Pelikan Łowicz spadł w minionym sezonie z zaplecza ekstraklasy. Bogdan Pisz chciałby już w ciągu najbliższego sezonu wywalczyć powrót na zaplecze ekstraklasy. - Taki jest cel sportowców, trenerów, zawodników żeby walczyć o najwyższe cele. Natomiast dziwnym trafem ostatnimi czasy w naszym kraju dzieją się rzeczy, które nie powinny mieć miejsca i te sprawy sportowe jeżeli chodzi o awanse spadki utrzymania zeszły na drugi plan. Liczy się układowość, układowość i jeszcze układowość - uważa szkoleniowiec.

- Na pewno chciałbym żeby Pelikan powrócił na zaplecze ekstraklasy. Ja znam trochę bardziej realia polskiej piłki i sytuację jaka w niej panuje. Jeżeli ekstraklasa będzie powiększona o te dwa zespoły to naturalną koleją rzeczy byłoby wprowadzenie do pierwszej ligi dwóch zespołów. Dla mnie głupim pomysłem byłoby zachowanie statusu 16 zespołów, jeżeli jest taka możliwość żeby mogło tam grać zespołów 18. Natomiast do drugiej ligi weszłyby kolejne dwa zespoły, które mogłyby grać w klasie wyższej. Nas jest na to stać, mamy zespół, spełniamy wszystkie warunki. Natomiast znając panów, którzy o tym decydują, to mogą wyjść z takiego założenia, że jeżeli Pelikana nie wprowadzą do I ligi to kto w Łowiczu się odezwie? Bo jeżeli chodziłoby o zespół znany albo z Górnego Śląska, czy z Warszawy, czy z Łodzi to wtedy podniósłby się lament dlaczego tak jest a nie inaczej. Natomiast takie zespoły jak Pelikan Łowicz no to każdy traktuje lekko z przymrużeniem oka. Jeżeli w sporcie nie będzie wygrywał sport to my naprawdę nie mamy czego szukać na arenie międzynarodowej jako reprezentacja, czy jako zespoły klubowe w Pucharach bo to jest naturalny hamulec, który blokuje rozwój piłkarstwa w Polsce - dodaje.

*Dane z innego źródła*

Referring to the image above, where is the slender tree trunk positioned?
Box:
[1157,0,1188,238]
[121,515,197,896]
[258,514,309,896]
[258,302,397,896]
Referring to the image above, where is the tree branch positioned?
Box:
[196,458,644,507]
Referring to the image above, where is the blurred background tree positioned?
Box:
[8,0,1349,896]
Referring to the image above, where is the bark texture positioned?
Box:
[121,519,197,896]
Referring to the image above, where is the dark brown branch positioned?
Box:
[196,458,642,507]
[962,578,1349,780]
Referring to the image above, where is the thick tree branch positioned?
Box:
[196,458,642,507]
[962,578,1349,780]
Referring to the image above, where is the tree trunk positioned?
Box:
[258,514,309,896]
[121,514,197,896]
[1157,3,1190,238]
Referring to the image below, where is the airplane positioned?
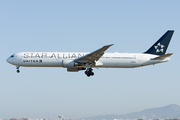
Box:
[6,30,174,77]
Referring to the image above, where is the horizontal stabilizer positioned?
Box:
[151,53,173,60]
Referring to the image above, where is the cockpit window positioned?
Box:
[10,55,14,57]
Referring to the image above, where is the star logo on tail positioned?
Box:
[154,43,165,53]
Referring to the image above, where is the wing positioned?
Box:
[74,44,114,63]
[151,53,173,60]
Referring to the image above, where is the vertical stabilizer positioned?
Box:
[145,30,174,55]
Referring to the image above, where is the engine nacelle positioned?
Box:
[62,59,74,68]
[62,59,82,68]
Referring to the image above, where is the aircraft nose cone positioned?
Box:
[6,58,11,63]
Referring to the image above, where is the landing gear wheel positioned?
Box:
[17,70,20,73]
[84,68,94,77]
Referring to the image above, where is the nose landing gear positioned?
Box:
[85,68,94,77]
[16,66,20,73]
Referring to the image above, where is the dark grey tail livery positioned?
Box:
[145,30,174,55]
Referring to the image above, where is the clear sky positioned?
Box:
[0,0,180,119]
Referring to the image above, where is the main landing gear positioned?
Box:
[16,66,20,73]
[85,68,94,77]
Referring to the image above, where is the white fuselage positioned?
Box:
[7,52,170,68]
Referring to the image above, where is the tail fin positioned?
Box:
[145,30,174,55]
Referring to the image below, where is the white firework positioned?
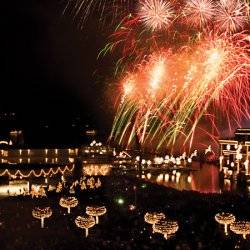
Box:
[138,0,175,31]
[183,0,215,28]
[215,0,249,33]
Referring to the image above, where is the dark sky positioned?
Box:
[0,0,112,135]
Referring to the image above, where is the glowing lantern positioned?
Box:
[86,206,107,224]
[144,212,165,228]
[214,213,235,235]
[230,221,250,239]
[59,197,78,214]
[32,207,52,228]
[75,216,95,237]
[153,220,179,239]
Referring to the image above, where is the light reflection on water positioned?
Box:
[145,162,225,193]
[0,162,232,196]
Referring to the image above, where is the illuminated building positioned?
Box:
[219,128,250,175]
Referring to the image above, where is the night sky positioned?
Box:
[0,0,112,143]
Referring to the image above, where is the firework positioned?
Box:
[112,35,250,149]
[215,0,249,33]
[63,0,134,28]
[138,0,175,31]
[183,0,215,28]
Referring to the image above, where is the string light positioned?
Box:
[153,220,179,239]
[86,206,107,224]
[32,207,52,228]
[214,213,235,235]
[59,197,78,214]
[83,164,111,176]
[75,216,95,237]
[144,212,165,228]
[230,221,250,239]
[0,165,74,178]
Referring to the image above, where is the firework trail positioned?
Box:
[111,34,250,149]
[63,0,135,29]
[183,0,215,28]
[66,0,250,150]
[138,0,175,31]
[215,0,249,33]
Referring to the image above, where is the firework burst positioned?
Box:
[112,35,250,149]
[215,0,249,33]
[138,0,175,31]
[63,0,134,29]
[183,0,215,28]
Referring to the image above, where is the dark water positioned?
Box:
[0,162,246,196]
[0,164,250,250]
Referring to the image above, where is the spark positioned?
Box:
[215,0,249,33]
[183,0,215,28]
[138,0,175,31]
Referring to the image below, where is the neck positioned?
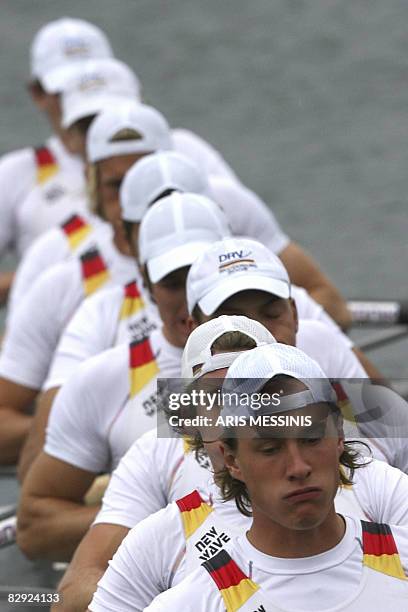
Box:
[247,507,346,559]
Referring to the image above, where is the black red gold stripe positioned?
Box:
[119,281,144,321]
[176,491,213,539]
[34,146,58,184]
[129,338,159,397]
[203,550,259,612]
[361,521,407,580]
[80,249,109,295]
[61,215,92,250]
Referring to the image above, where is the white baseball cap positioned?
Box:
[86,102,172,163]
[120,151,210,223]
[62,58,140,128]
[187,238,290,315]
[181,315,276,379]
[139,193,230,283]
[30,17,113,93]
[221,342,337,417]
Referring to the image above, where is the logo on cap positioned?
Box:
[64,38,89,57]
[109,128,143,142]
[78,74,106,91]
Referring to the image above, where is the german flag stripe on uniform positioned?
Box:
[130,338,159,397]
[34,146,58,184]
[332,381,356,423]
[203,550,259,612]
[176,491,213,540]
[361,521,407,580]
[80,249,109,295]
[61,215,92,250]
[119,281,144,321]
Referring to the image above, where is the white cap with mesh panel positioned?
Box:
[187,237,290,315]
[181,315,276,379]
[86,102,172,163]
[120,151,210,223]
[221,342,337,417]
[139,193,230,283]
[62,58,140,128]
[30,17,113,93]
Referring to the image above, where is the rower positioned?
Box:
[144,344,408,612]
[17,194,228,560]
[0,17,113,302]
[73,315,408,612]
[0,102,170,463]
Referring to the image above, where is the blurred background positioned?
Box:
[0,0,408,611]
[0,0,408,377]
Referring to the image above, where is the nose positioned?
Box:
[286,440,312,480]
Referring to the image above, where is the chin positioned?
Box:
[290,509,326,531]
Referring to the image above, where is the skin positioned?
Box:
[51,368,227,612]
[0,81,80,305]
[189,290,298,346]
[16,149,149,482]
[279,242,351,329]
[189,290,384,384]
[149,267,190,348]
[222,379,345,558]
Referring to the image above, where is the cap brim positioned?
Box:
[61,96,132,129]
[198,275,290,315]
[146,241,211,283]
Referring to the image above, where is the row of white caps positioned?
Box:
[139,193,290,315]
[181,315,337,416]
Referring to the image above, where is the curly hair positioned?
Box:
[217,438,371,516]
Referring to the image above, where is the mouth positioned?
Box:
[283,487,322,504]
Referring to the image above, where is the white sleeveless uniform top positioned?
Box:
[176,498,408,612]
[197,521,408,612]
[16,137,87,255]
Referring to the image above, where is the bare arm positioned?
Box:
[279,242,351,329]
[0,377,37,464]
[51,523,129,612]
[17,452,99,561]
[18,387,59,483]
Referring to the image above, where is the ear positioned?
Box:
[220,442,244,482]
[289,298,299,333]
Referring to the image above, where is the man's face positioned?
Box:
[150,267,189,347]
[223,385,343,530]
[194,290,297,346]
[97,153,145,228]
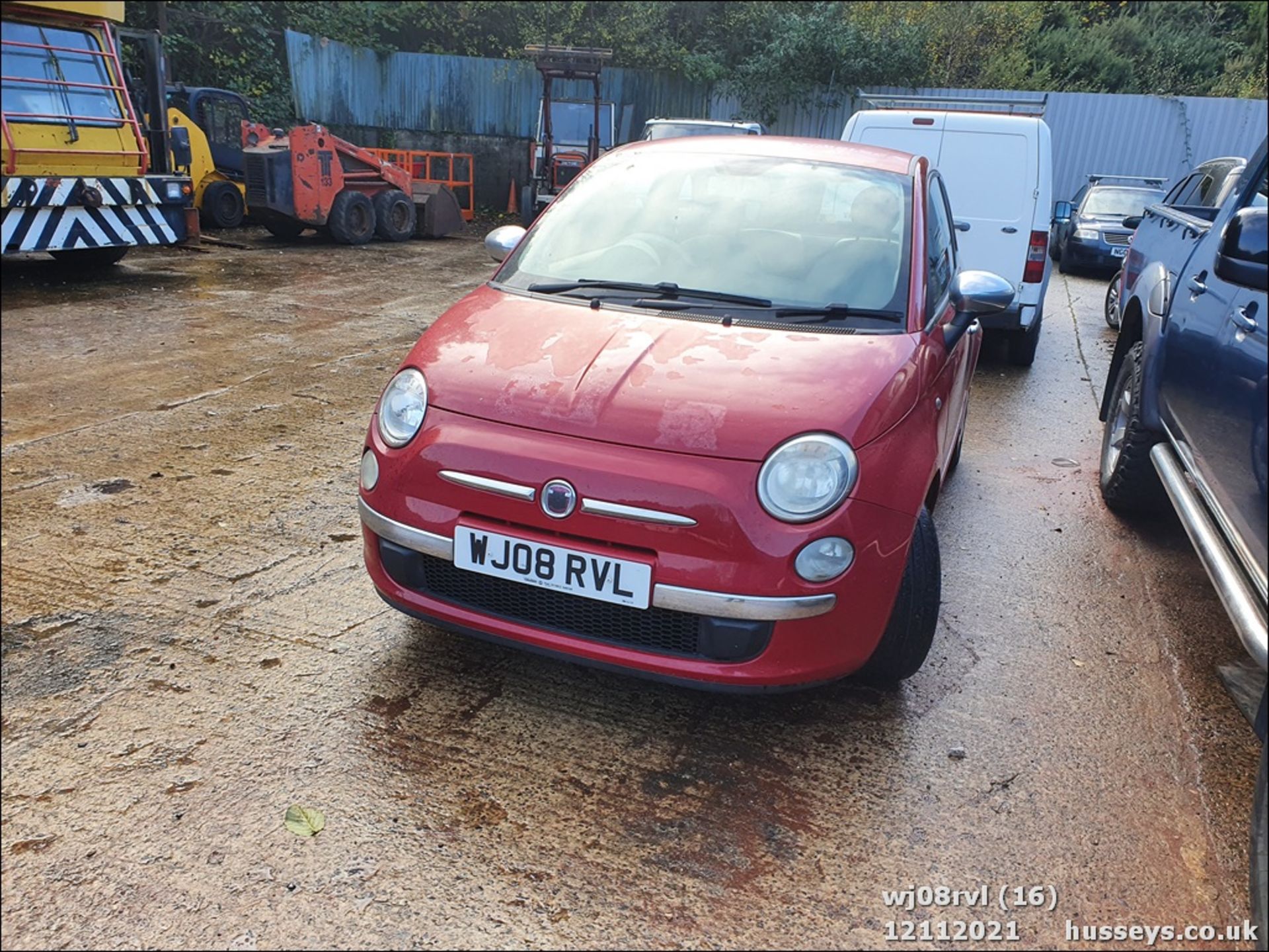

- Jeszcze chciałem nawiązać do przepisu, który został wprowadzony jeżeli chodzi o II ligę. Mówi on o tym, że ja muszę mieć w składzie dwóch młodzieżowców, czyli zawodników z rocznika 1988. Ja mam pytanie co mam powiedzieć zawodnikom, którzy mają 21-22 lata są utalentowani, młodzi, chcieliby grać w piłkę natomiast nie mogą bo durny przepis blokuje im miejsce w drużynie!? A muszę wystawiać zawodników słabszych, jeżeli miałbym zawodnika 19-20 latka, który byłby lepszy od tego 21-latka to nigdy by nie siedział na ławce rezerwowych! To jest jakaś bzdura i kosmiczne nieporozumienie to co się wydarzyło, bo jak można, sugerować trenerowi kogo ma wstawiać do składu!? I tym samym w sytuacjach kiedy Ci młodzieżowcy lepsi grają w Młodej Ekstraklasie albo I lidze. A my mamy ogrywać w II lidze polskiej zawodowej młodzieżowców, którzy niekoniecznie nadają się do gry w tej lidze. Ja się teraz chciałem zapytać kogo ja mam przeprosić? Czy tego chłopaka, którego wystawię i którego będą kibice wyzywać czy wygwizdywać? Czy jego rodziców za to, że on musi grać? Czy mam przeprosić zawodników, którzy będą siedzieć na ławce? Czy mam przeprosić zawodników, którzy nie będą się łapać do kadry meczowej? Bo ja muszę, w kadrze meczowej 4 zawodników poniżej 20. roku życia. To jest totalny absurd. Za młodzieżowca muszę wstawić na boisko młodzieżowca. A nie mogę mieć w zespole tylko dwóch młodych piłkarzy, bo co będzie jak złapią kontuzję? Będę musiał grać albo w 10 albo w 9. To jest dla mnie absurdalny przepis - nie kryje żalu Bogdan Pisz.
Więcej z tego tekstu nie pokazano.